Even Cruz’s campaign ad featuring a “humorous” song putting down Beto O’Rourke because of his name makes sense as a college debate strategy. The parliamentary debate format tried to mimic aspects of debate in English Parliament, including witty put-downs of one’s opponent. If the jokes landed, judges would accept mockery of opponents. This is an aspect of college debate that tripped Cruz up, and he still seems to have a hard time sticking the punch line. Just recall his characterization of O’Rourke as a “Triple Meat Whataburger Liberal.”

However, O’Rourke ought to be prepared for someone who can bend the facts with absolute conviction, distract with shotgun blasts of rhetoric, and change the subject whenever caught in a tight spot. Cruz’s time as a college debater may have made it difficult for him to talk like a normal human being, but it also gave him powerful abilities that other politicians crave. Based on the first debate, it seems that Beto figured out how to keep from getting distracted and kept pushing his message forward.

On the debate circuit we used to joke about people we called “lifers.” They loved debate so much, they just couldn’t give it up after graduation, so they became coaches or perennial judges.
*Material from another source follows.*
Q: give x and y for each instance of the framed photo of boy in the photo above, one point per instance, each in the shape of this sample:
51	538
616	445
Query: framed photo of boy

In the case of one such lifer we used to joke with him by tapping our arms like heroin user preparing a vein for an injection. Their lust for debate was as intense as a drug addict’s need for junk, a compulsion rather than a choice. Sometimes these debaters, like Cruz, would come back and compete at the Worlds tournament while they were in law school. (That was the tournament at Princeton, in 1995, where I also competed.) It is obvious that Cruz is a lifer in his own way, but instead of judging rounds he is continuing to compete by other means in the political realm. The same arcane approach that makes him so off-putting is paradoxically the key to his success, and one key to understanding how to defeat him.